A arquitetura da Lumon, brutalista e labiríntica, com corredores infinitos e salas impessoais, remete diretamente ao sufocamento espacial de 1984 e ao método higienista da clínica de Admirável Mundo Novo. Os personagens, em sua artificialidade comportamental, ecoam as figuras caricatas de outras distopias, simbolizando a perda da identidade em um sistema que anula o individuo. Assim como nas obras do século XX, Ruptura denuncia um controle que não se impõe pela violência explícita, mas pela docilidade institucionalizada. O que significa ser livre, quando metade de sua existência está presa ao desconhecido? Em artigo recente da Folha de S.Paulo, a arquiteta Mariana Simas destaca como o design e a arquitetura da Lumon aparecem como peças-chave na construção da atmosfera opressiva da série:
“Arte, fotografia, literatura e até mesmo uma disciplina tão árida quanto o urbanismo contribuem para a coerência de um roteiro que trata, no fim das contas, de controle, isolamento e dissociação. De alguma forma, no entanto, nenhuma dessas áreas sobressai nas análises a respeito das metáforas que nos bombardeiam ao longo dos episódios. Quem conseguiu esse feito foi, em primeiro lugar, o design. Depois, a arquitetura. Dois campos que se entrelaçam, e por isso caminham juntos na constituição da marcante ambiência dos mundos abordados na história: o do trabalho e o da vida pessoal. Na esfera corporativa, a locação que representa o exterior da sede da Lumon é um antigo edifício da AT&T, construído entre 1959 e 1962 para abrigar seu centro de pesquisas. Um dos últimos projetos do arquiteto e designer de origem finlandesa Eero Saarinen, a caixa envidraçada em Nova Jersey contém um generoso átrio cheio de luz natural, pensado para estimular a convivência.”

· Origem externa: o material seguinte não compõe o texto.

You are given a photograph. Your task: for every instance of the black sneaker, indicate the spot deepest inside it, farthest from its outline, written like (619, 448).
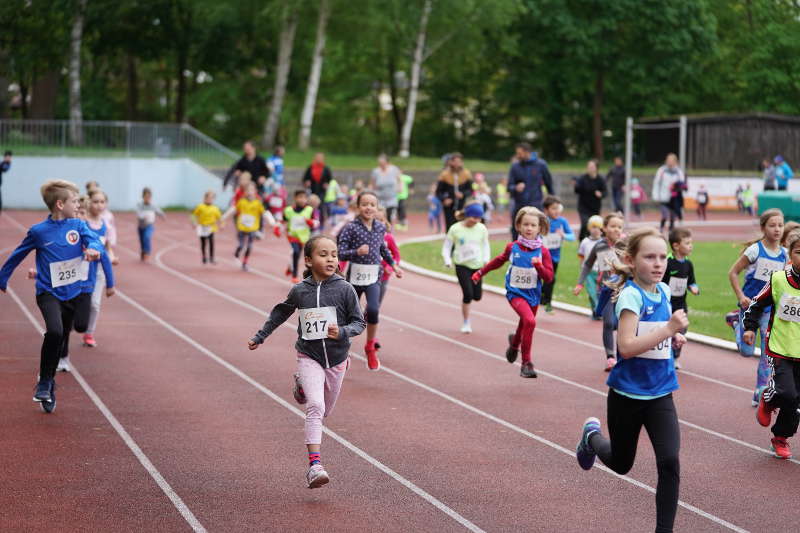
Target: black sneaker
(527, 370)
(511, 353)
(43, 391)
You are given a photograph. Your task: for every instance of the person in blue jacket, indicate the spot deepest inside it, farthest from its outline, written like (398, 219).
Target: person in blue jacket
(64, 245)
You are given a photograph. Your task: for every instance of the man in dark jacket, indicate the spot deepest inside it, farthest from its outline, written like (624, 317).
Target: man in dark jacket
(525, 180)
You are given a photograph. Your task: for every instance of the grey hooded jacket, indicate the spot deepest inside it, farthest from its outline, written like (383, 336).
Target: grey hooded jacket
(333, 292)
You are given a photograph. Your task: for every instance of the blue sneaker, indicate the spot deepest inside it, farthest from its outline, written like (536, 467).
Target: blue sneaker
(43, 390)
(584, 451)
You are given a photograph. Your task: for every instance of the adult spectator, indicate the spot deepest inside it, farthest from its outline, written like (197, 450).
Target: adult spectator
(249, 162)
(385, 181)
(275, 164)
(664, 186)
(4, 167)
(616, 179)
(316, 179)
(527, 176)
(453, 187)
(783, 173)
(591, 189)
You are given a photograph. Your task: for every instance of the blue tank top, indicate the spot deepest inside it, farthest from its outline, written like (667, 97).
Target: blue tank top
(761, 270)
(653, 372)
(522, 279)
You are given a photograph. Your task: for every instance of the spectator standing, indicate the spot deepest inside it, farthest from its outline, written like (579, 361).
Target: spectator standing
(591, 189)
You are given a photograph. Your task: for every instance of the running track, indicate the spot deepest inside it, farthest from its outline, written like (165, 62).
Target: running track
(174, 425)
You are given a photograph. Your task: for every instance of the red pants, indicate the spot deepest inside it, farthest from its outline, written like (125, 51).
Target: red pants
(527, 323)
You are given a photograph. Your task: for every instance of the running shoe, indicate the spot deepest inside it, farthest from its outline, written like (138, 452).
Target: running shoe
(316, 476)
(527, 370)
(511, 352)
(63, 365)
(298, 392)
(584, 451)
(781, 448)
(372, 356)
(764, 412)
(43, 391)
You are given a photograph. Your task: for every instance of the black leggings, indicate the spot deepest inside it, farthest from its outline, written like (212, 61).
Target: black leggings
(547, 288)
(469, 290)
(210, 240)
(626, 417)
(59, 319)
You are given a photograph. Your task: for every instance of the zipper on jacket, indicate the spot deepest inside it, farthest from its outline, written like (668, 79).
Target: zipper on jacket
(324, 349)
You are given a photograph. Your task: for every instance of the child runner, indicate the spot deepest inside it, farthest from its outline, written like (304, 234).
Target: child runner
(205, 218)
(99, 280)
(559, 232)
(595, 227)
(146, 214)
(329, 314)
(299, 219)
(604, 255)
(783, 349)
(467, 242)
(759, 260)
(361, 242)
(679, 275)
(250, 215)
(61, 242)
(530, 267)
(642, 382)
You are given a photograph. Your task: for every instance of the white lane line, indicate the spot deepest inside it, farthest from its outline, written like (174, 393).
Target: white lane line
(148, 465)
(335, 436)
(445, 396)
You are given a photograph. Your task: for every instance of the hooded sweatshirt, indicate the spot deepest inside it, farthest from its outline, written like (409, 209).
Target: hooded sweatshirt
(308, 294)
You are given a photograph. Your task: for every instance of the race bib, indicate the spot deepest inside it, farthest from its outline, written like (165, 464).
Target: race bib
(523, 278)
(789, 308)
(660, 350)
(248, 221)
(298, 223)
(467, 252)
(314, 322)
(765, 267)
(68, 272)
(677, 286)
(552, 241)
(363, 274)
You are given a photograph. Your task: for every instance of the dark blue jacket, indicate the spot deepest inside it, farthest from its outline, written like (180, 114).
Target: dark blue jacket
(533, 173)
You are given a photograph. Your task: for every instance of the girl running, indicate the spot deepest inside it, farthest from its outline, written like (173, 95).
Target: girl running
(329, 314)
(783, 349)
(759, 260)
(642, 382)
(362, 243)
(530, 267)
(604, 254)
(205, 218)
(467, 242)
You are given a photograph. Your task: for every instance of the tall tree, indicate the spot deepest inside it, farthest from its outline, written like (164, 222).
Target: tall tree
(307, 116)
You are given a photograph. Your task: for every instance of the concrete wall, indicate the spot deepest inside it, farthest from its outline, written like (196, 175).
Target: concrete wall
(174, 182)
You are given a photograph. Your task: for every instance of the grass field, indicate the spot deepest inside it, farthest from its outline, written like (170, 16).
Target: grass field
(706, 311)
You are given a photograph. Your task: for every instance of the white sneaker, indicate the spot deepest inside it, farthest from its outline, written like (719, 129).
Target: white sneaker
(316, 476)
(63, 365)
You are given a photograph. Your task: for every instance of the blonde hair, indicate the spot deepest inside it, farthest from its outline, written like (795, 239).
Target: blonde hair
(629, 248)
(55, 190)
(544, 224)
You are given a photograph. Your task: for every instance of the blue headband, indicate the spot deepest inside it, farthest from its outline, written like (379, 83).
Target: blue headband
(474, 210)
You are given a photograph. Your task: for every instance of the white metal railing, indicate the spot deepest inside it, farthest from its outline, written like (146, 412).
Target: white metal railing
(112, 139)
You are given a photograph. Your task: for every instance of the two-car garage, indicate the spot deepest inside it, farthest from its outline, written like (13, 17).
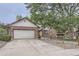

Ruptura não apenas atualiza os códigos clássicos da distopia, ela se impõe como um corrosivo retrato da alienação corporativa moderna, onde produtividade, falsidade e hipocrisia se escondem atrás de frases motivacionais vazias. A série escancara a crítica ao mundo dos coaches e da autoajuda empresarial, figuras que veem o ser humano como mera engrenagem em um culto insano à produtividade, em que o esgotamento e a desumanização são travestidos de realização pessoal. Tudo na Lumon é banal e patético: os rituais de celebração, os prêmios infantis, os líderes paternalistas, como se a motivação fosse uma moeda capaz de comprar obediência. Ao escancarar esse teatro de máscaras, Ruptura aponta para um mal-estar presente da vida moderna: a separação entre o que somos e o que fingimos ser. Com duas temporadas já aclamadas, a série carrega o potencial de se tornar um marco definitivo da ficção distópica, resta saber se o desfecho, aguardado com ansiedade pelo público, estará à altura de foi até aqui.
Cada uma à sua maneira, o que mais assusta nas distopias não é apenas o futuro que projetam, mas o presente que descrevem e criticam. Familiar, Ruptura se encaixa perfeitamente nessa tradição: é uma distopia moldada para o nosso tempo. E, diante dela, podemos refletir, caro leitor: será que um dia aceitaremos procedimentos semelhantes? Ruptura é a distopia da nossa geração, uma distopia para chamar de nossa.